わらしべ忘者

1/2初恋、あるいは最後の春休みの

わらしべ忘者

「記憶にございま千円ちょうだい👌💰」

 バズった。これがバズった。十五秒あれば誰でもバズれるといったのはウォーホルだったか、ダンディ坂野だったかは忘れたが、俺は江戸っ子、ちっちゃいことは気にするな♪とにかくこれで千円貰えたのだ。これでいいのだⒸ天才バカボン。

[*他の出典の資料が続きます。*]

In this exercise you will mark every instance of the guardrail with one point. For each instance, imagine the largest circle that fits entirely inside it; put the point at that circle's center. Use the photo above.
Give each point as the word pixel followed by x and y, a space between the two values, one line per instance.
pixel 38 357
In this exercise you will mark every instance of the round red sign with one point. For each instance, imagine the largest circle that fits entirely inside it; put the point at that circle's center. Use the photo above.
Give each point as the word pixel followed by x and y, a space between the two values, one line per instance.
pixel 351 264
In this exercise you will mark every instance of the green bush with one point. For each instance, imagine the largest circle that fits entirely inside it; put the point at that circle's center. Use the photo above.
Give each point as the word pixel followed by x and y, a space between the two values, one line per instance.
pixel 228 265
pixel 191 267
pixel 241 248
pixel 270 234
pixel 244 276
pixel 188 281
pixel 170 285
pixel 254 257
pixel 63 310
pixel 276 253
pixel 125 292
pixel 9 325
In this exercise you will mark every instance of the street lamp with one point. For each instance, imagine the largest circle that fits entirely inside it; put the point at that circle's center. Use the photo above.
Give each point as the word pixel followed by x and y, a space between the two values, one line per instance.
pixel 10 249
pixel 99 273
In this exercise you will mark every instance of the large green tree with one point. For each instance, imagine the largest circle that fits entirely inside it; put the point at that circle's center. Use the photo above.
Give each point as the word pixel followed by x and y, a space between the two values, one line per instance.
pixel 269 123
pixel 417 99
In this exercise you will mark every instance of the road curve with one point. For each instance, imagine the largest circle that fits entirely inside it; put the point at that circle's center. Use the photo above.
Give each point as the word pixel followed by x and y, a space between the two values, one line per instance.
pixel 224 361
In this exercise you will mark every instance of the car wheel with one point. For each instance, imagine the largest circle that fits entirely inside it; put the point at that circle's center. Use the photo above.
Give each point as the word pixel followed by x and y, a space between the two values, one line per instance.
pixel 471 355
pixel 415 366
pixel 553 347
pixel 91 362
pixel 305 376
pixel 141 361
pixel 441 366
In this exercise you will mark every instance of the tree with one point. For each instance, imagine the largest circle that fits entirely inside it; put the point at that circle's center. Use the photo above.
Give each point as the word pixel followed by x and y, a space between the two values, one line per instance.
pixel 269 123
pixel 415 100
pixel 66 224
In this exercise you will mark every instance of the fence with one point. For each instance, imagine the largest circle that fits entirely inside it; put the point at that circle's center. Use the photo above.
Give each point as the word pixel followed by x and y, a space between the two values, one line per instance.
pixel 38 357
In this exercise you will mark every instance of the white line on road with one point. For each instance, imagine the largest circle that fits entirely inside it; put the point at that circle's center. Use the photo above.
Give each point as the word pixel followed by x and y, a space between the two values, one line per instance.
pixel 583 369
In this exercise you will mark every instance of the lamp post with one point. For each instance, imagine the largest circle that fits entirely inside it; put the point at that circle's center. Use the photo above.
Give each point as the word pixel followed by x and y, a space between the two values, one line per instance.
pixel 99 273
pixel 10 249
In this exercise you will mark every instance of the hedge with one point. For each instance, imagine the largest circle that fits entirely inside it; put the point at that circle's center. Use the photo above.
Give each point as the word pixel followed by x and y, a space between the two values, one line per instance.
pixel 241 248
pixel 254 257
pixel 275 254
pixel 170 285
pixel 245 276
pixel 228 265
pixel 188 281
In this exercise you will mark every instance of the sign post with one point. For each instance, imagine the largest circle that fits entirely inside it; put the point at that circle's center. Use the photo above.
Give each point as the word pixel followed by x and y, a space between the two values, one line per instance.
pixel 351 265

 三十九歳で初当選してから議員生活四十年、野鳥観察クラブに所属してから五十年、投稿写真誌にアイドルのパンチラ写真を送ってから六十年、目の前に転がるチャンスはいつ如何なる時も見逃したことはなかった。もちろん今回も。バズって四秒で配信。「有権者の皆様、ご声援スーパーチャットありがとうございます!!!こちらネットのおもちゃでございます。ありがとうございます!!! PayPayのQRコードだけでもスクショしていってください!!!」これぞドブ板。千も積もれば万となる。万も積もれば億となる。こうして俺は億万長者になった。ようやく自由だーーー!!!!ドン!!!!もう維新の政治家や自民党のチルドレンどもみたく眼を爛々に勃起させて必死こかなくてもいいもんネ!オラオラオラ!俺がこの世の王だもんね~!!!!


アサーーー!!!☀️🕊🎌

いつの間にか眠っていたようだ。って朝じゃないじゃない。これフラッシュ。フラッシュ炊かれてる。今日は金曜、フライデーなのに。

「ちょっと!話聞いてますか!質問に答えてください」

そう怒鳴る記者の声で意識を引き戻した俺は、状況をようやく思い出した。そう、六十年前、本名でスナイパーやってた俺は、当時の盗撮写真が発掘されたことで、その是非を問われ、記者会見を開くことになったのだ。眩い光の中、記者の掲げる雑誌にふと目をやると、飛び込んできたのは、カラフルなTフロント。どうやら今はピンクサターンについての質問に答える番だった。それはともかく、そのとき雑誌から貰った謝礼は千円だった。だから俺はつい咄嗟にこう言ったのだ。